Mais do que uma sequência de transações pontuais, a valorização das equipes revela uma mudança profunda: os times deixaram de ser apenas ativos esportivos e passaram a funcionar como plataformas de geração de receita previsível, impulsionadas por mídia, audiência global e novos negócios.
O dinheiro da mídia mudou tudo
O principal motor desse aumento do valor dos times está no novo contrato de transmissão da NBA. O acordo, avaliado em US$ 77 bilhões ao longo de 11 anos, representa um salto expressivo em relação ao contrato anterior, de US$ 24 bilhões.
Como essa receita é distribuída de forma relativamente equilibrada entre as franquias, cada equipe passa a contar com uma base de faturamento mais previsível e robusta. Na prática, isso aproxima os times de ativos financeiros com fluxo de caixa estável — algo que eleva diretamente seu valor de mercado.
Esse tipo de previsibilidade é raro no esporte e extremamente valorizado por investidores, especialmente em um cenário global de busca por ativos com receita recorrente.
Uma liga cada vez mais global
Ao mesmo tempo, a NBA deixou de ser um produto essencialmente americano, aumentando a mídia, e o valor, sobre os times. A liga construiu uma audiência global que hoje sustenta parte relevante de sua valorização.

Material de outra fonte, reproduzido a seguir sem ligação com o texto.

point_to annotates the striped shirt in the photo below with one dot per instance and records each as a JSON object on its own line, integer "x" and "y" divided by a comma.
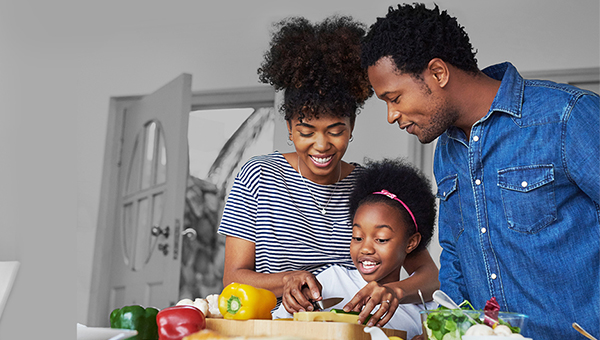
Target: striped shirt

A maioria dos seguidores da NBA está fora dos Estados Unidos, e a presença crescente de jogadores estrangeiros amplia ainda mais o alcance da liga. Esse movimento transforma o campeonato em um produto internacional, capaz de gerar receita em múltiplos mercados ao mesmo tempo.
Essa expansão não apenas aumenta o público, mas também abre espaço para novos contratos, patrocínios e direitos de transmissão fora dos EUA — criando um ciclo contínuo de crescimento.
Os valores dispararam — e não só para os maiores times da NBA
Os números mais recentes mostram a velocidade dessa valorização. O Los Angeles Lakers foi negociado por US$ 10 bilhões, enquanto o Boston Celtics alcançou US$ 6,1 bilhões. Até mesmo o Portland Trail Blazers, em um mercado menor, foi vendido por US$ 4 bilhões.
Esse movimento indica que a alta não está restrita às franquias mais tradicionais. O aumento de valor se espalha por toda a liga, impulsionado por um ambiente geral de crescimento.
A comparação com o passado deixa isso ainda mais evidente. Em 2014, o time Los Angeles Clippers, um dos maiores da NBA, foi vendido por US$ 2 bilhões — valor considerado elevado na época. Hoje, essa cifra parece distante da nova realidade.
O negócio vai além do basquete
Outra mudança relevante está na forma como os donos das franquias enxergam o negócio. A geração de receita deixou de depender exclusivamente do desempenho dentro de quadra.
Os proprietários passaram a explorar oportunidades fora do esporte, especialmente com empreendimentos imobiliários ao redor das arenas e outras formas de monetização ligadas ao entretenimento. Isso cria novas fontes de receita e reduz a volatilidade do negócio.
Essa diversificação reforça a percepção de que os times da NBA são ativos completos, com múltiplas avenidas de crescimento e potencial de valor.
A expectativa para o valor dos times da NBA ainda é de alta
Mesmo com valores recordes, o mercado não dá sinais de saturação. A própria decisão da NBA de expandir a liga, com novas franquias em cidades como Las Vegas e Seattle, mostra que os donos acreditam na continuidade desse ciclo.
Além disso, a possibilidade de criação de uma liga europeia indica que o potencial de expansão ainda está longe do limite. Embora a entrada de novos times dilua a divisão de receitas, a expectativa é que o crescimento total compense essa divisão.
No fim, o que sustenta essa valorização é uma combinação clara: receitas maiores, crescimento global e novas fontes de renda. Esse conjunto faz com que o valor dos times da NBA continue subindo — não como um fenômeno pontual, mas como resultado de uma transformação estrutural no negócio do esporte.